Oggi, ma nel 1996, a Roma, nella chiesa di Santa Maria del popolo, il capo dello Stato Oscar Luigi Scalfaro interveniva nella messa celebrata in occasione della commemorazione di Ezio Vanoni, notabile scudocrociato componente dell’Assemblea costituente e storico ministro delle Finanze della cruciale fase di ricostruzione del Belpaese, a 40 anni dalla morte in servizio, avvenuta, il 16 febbraio 1956, nella Capitale, a Palazzo Madama, a 53 anni, per collasso cardiaco, mentre era alla guida del dicastero del Bilancio del primo governo presieduto dal democristiano Antonio Segni.
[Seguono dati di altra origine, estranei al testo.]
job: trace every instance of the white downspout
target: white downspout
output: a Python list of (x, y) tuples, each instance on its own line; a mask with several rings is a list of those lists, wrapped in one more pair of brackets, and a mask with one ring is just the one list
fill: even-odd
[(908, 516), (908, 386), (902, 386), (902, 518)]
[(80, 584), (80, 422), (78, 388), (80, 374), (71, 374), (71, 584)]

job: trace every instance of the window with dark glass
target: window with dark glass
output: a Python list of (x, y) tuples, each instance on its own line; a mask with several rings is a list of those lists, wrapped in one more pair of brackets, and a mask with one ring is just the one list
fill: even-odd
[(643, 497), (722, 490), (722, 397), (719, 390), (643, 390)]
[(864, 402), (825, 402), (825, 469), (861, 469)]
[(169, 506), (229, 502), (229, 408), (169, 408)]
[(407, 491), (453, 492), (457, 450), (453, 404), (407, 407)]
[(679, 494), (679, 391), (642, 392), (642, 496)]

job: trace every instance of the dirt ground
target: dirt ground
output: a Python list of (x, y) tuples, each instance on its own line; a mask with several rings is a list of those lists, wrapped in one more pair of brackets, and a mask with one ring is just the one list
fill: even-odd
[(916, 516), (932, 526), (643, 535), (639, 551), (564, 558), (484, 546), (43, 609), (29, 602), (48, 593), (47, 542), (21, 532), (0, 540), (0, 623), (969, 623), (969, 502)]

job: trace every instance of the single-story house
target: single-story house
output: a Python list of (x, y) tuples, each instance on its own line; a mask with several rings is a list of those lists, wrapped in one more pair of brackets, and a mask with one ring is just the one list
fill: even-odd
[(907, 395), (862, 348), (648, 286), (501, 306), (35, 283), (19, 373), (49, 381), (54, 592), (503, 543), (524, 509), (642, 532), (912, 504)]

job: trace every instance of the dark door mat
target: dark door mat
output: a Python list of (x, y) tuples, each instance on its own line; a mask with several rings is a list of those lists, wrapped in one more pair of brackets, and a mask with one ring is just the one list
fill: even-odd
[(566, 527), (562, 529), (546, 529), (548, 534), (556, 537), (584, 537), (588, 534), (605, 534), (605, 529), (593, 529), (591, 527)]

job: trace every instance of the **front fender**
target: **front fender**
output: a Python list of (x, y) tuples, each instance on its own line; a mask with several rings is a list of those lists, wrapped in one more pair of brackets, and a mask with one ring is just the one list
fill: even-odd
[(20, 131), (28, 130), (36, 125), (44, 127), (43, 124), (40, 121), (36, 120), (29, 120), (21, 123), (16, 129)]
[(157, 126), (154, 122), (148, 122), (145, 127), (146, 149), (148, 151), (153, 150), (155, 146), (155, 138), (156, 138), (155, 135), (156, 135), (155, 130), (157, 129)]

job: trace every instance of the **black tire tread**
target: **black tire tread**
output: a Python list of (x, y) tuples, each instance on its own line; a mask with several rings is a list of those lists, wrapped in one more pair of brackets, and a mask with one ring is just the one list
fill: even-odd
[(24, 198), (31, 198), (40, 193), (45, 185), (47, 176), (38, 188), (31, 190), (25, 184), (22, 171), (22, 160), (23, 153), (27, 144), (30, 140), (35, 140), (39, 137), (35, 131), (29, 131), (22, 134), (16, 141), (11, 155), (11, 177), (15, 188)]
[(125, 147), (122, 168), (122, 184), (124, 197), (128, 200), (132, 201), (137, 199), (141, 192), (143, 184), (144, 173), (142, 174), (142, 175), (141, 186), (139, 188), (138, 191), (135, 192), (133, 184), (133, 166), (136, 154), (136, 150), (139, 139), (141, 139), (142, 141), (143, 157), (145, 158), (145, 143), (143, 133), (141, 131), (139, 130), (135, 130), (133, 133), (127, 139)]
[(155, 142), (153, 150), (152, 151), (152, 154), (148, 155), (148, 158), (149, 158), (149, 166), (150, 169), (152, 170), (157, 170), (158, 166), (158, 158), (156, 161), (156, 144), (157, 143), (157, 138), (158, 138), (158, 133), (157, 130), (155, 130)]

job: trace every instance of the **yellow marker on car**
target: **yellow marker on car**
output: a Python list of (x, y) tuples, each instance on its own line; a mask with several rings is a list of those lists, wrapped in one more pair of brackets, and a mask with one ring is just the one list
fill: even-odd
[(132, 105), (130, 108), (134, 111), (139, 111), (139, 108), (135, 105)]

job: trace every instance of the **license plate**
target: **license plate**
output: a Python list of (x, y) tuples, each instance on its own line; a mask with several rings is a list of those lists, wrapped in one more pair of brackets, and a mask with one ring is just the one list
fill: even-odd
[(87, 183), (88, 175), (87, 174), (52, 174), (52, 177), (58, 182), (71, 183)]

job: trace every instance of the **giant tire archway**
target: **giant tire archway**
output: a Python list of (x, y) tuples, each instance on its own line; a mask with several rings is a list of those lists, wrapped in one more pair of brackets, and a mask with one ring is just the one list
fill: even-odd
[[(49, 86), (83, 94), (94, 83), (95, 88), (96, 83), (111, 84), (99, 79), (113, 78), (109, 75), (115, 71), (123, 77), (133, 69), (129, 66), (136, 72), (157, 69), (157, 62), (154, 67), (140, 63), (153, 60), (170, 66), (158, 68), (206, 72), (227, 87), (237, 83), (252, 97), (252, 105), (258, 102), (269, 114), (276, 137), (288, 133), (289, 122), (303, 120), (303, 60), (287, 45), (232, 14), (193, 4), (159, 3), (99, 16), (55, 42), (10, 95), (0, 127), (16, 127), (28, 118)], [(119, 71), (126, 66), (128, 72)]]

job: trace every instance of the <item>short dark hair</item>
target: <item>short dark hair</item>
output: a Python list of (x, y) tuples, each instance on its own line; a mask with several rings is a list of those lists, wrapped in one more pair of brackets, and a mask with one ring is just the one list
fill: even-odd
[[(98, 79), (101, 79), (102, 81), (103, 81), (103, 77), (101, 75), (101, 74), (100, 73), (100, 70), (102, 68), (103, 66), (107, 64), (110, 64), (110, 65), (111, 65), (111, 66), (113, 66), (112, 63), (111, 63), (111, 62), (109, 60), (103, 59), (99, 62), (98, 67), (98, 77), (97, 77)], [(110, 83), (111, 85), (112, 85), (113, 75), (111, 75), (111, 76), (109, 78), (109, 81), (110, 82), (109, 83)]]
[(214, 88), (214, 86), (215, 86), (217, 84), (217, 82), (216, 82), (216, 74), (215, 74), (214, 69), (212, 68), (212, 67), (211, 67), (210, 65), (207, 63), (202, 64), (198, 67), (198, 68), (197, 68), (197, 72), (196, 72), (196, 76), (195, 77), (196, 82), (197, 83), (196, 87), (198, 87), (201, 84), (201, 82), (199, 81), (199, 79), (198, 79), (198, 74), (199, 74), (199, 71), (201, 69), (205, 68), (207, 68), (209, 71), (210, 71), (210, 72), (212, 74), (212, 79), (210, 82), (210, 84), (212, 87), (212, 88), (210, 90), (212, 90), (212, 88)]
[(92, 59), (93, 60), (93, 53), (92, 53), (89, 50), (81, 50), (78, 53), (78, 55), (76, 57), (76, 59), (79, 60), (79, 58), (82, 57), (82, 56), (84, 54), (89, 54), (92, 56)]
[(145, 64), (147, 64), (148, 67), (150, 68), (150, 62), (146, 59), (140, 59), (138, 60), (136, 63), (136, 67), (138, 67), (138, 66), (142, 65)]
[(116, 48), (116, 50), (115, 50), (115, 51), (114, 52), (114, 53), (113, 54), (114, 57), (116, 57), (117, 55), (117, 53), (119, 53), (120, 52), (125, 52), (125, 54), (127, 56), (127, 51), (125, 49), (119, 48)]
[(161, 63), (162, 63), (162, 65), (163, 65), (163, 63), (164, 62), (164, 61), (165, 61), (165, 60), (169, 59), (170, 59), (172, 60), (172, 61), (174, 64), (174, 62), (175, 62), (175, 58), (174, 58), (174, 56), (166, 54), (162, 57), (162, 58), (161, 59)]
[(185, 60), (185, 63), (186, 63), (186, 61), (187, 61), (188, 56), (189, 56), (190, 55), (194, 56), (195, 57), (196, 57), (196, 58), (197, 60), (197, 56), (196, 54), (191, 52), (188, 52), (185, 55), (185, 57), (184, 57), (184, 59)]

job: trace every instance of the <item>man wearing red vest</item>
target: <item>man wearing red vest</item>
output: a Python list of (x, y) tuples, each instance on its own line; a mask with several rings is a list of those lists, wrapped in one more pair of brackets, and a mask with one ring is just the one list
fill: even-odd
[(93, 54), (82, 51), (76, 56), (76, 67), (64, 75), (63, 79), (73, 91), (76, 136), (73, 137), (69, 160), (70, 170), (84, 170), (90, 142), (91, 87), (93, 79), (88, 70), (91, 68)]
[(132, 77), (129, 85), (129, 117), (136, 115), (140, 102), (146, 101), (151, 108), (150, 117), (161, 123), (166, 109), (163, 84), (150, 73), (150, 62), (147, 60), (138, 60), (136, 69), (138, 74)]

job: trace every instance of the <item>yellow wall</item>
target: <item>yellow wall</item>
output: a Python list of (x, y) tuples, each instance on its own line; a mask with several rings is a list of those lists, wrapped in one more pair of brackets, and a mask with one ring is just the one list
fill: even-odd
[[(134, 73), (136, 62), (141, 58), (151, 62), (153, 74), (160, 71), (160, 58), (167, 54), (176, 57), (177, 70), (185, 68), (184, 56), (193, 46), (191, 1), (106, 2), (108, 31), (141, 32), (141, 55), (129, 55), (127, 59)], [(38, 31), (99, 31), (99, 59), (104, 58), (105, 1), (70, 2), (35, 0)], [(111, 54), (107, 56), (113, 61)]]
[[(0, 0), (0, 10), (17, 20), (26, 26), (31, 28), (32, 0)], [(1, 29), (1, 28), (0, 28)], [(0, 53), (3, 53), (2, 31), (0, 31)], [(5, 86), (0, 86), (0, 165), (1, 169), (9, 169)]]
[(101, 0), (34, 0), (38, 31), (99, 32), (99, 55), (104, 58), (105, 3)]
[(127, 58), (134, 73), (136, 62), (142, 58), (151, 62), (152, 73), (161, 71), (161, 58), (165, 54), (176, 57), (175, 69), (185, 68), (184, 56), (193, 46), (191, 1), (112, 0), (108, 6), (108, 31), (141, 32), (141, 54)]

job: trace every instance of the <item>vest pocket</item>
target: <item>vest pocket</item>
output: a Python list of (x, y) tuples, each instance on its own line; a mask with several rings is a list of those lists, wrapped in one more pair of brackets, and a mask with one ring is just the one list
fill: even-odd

L’immagine del ministro morente, sdraiato sul divano dell’ufficio di Cesare Merzagora, presidente dell’assise senatoriale, dopo aver tenuto l’accorato discorso al Senato, nel quale tra l’altro aveva sollecitato maggiore equità per i non abbienti, era divenuta un’icona del massimo sacrificio per il bene istituzionale. Tanto che il 23 marzo di quel 1956 gli era stata assegnata dalla presidenza della Repubblica retta da Giovanni Gronchi la medaglia d’oro al valor civile alla memoria.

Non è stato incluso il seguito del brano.